20. The library of claim 16, wherein said unique oligomer is bound to said carrier via a linker.

21. The library of claim 20, wherein said linker is cleavable.

22. The library of claim 20, wherein said linker is not cleavable.

23. The library of claim 16, wherein said carriers are beads.

24. A device for sorting carriers, said device comprising:

(a) a sorter comprising a flow path that splits into at least two branches into which carriers can be sorted;

(b) one or more detectors capable of detecting said carriers in said flow path, wherein said one or more detectors are disposed to detect said carriers prior to passing into one of said branches;

(c) a computer that determines the branch into which each carrier is sorted based on one or more signals from each carrier obtained from said one or more detectors.

25. The device of claim 24, wherein said sorter is a flow cytometer.

26. The device of claim 24, wherein said flow path splits into at least four branches.

27. The device of claim 24, wherein one of said one or more detectors detects fluorescence, light scatter, color, luminescence, phosphorescence, infrared radiation, x-ray scatter, light absorbance, surface plasmon resonance, or electrical impedance.

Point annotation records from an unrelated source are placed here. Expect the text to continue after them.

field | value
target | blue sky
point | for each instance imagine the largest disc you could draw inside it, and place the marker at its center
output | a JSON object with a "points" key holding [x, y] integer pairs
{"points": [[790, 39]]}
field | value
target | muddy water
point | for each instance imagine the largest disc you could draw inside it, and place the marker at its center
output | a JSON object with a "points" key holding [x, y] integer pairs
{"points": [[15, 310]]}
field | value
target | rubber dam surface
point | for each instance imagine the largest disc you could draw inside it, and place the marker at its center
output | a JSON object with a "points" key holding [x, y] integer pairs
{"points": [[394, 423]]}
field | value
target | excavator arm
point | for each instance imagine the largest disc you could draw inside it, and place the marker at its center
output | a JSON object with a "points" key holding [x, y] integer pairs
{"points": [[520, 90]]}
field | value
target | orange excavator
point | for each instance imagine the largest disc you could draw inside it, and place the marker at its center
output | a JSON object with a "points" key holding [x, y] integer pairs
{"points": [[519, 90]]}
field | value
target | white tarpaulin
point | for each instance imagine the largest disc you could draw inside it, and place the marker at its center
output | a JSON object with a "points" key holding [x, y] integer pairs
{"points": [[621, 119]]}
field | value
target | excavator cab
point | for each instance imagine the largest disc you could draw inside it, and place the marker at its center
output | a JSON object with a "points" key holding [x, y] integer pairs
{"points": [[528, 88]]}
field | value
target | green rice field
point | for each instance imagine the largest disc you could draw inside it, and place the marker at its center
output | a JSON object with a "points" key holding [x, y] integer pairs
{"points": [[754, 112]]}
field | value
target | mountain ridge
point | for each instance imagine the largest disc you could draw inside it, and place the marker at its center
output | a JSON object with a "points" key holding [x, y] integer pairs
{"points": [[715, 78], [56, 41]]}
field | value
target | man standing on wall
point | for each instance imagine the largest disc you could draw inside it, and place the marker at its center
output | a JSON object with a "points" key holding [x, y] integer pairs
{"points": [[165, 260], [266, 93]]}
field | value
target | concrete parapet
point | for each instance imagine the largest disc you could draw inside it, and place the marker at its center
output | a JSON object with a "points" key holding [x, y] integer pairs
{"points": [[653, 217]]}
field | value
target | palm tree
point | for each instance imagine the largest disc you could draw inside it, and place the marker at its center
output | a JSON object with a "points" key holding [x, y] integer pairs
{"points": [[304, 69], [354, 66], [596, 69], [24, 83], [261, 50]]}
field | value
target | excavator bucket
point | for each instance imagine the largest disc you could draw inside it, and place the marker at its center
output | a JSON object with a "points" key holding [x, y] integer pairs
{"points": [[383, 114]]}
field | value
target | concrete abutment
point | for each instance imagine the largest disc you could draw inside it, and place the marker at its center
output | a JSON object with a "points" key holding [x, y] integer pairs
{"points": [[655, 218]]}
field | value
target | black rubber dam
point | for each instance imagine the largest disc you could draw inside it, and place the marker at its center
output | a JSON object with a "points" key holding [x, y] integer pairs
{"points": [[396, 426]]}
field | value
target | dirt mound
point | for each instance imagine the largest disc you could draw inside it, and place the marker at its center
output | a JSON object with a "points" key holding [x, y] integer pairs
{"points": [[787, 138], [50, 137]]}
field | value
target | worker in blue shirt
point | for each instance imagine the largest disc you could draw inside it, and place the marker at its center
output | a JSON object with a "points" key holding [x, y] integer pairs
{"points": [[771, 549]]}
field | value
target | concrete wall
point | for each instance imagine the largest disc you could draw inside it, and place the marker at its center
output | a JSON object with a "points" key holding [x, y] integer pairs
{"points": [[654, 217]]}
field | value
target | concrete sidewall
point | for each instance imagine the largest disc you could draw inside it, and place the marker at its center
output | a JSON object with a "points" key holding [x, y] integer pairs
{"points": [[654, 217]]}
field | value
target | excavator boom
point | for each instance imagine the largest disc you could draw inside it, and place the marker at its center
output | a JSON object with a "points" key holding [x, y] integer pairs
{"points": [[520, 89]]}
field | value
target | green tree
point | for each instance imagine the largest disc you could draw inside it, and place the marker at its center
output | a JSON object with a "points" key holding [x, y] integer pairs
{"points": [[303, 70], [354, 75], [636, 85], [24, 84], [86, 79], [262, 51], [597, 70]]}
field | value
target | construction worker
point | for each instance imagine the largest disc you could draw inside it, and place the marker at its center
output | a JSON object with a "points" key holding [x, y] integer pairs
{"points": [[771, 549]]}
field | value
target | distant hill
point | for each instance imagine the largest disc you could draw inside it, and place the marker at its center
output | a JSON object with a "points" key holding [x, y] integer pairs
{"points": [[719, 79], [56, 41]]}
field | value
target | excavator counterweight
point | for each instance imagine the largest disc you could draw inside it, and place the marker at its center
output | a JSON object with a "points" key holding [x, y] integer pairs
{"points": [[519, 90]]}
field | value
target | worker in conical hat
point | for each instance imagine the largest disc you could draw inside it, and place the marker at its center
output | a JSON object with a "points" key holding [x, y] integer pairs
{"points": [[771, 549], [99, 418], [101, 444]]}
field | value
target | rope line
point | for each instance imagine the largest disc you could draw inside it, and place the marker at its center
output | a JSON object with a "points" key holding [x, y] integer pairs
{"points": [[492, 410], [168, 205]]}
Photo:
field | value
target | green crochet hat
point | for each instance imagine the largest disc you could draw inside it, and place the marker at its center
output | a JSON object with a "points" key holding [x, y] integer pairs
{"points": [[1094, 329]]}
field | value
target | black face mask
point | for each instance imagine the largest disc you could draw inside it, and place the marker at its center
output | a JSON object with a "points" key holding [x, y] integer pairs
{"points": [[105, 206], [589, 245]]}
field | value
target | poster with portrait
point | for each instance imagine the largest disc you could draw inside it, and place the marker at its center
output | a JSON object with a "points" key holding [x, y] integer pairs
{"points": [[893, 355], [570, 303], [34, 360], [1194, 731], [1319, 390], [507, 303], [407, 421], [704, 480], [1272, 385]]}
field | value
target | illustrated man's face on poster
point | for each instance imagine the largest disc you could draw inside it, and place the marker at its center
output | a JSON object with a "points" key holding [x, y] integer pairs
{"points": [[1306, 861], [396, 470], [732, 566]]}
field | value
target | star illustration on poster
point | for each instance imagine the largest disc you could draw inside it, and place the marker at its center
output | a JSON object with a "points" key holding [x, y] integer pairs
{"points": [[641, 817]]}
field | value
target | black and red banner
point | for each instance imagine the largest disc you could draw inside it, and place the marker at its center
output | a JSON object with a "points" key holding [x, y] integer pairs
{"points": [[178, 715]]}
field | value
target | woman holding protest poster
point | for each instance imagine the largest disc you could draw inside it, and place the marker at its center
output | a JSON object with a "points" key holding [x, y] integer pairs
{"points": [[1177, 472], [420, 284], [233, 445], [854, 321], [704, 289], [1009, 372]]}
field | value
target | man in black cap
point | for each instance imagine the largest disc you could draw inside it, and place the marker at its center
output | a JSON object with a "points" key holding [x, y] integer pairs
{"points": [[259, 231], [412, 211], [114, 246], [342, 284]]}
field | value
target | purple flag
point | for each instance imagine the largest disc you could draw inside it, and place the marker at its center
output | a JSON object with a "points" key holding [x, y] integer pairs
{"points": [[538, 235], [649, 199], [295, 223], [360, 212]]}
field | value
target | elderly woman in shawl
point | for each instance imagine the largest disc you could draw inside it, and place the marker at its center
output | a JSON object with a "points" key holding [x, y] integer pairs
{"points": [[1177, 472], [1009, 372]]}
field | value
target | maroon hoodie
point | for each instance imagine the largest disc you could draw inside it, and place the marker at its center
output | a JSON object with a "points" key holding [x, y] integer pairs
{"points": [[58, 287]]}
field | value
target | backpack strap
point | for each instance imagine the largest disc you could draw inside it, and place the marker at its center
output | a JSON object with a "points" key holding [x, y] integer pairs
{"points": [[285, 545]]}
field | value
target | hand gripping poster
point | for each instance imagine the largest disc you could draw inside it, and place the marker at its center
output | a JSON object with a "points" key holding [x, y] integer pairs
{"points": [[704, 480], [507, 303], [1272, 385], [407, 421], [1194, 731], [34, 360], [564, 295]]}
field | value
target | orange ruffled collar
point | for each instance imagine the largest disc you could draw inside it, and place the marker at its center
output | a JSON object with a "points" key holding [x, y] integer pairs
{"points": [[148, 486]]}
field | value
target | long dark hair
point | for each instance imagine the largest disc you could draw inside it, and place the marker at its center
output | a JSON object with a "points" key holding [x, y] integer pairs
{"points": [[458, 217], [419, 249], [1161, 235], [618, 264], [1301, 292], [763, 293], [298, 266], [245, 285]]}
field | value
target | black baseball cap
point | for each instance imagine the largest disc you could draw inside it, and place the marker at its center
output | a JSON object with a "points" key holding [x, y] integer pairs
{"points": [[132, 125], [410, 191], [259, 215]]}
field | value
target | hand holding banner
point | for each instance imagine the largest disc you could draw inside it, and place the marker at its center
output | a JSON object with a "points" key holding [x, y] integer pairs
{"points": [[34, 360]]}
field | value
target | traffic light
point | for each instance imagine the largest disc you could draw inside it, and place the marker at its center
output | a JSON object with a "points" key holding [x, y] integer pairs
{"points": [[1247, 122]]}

28. A sort computer, said computer comprising:

(a) an interface that is capable of receiving data that encodes a distinguishable feature of a carrier as it is passed through a sorting device comprising a flow path that splits into at least two branches;

(b) one or more memories that store the number of carriers having each distinguishable feature;

(c) a controller that is capable of controlling said sorting device to sort said carrier into one of said branches; and

(d) a sorting selector that determines into which branch said carrier is sorted based on the number of carriers having that distinguishable feature stored in said one or more memories.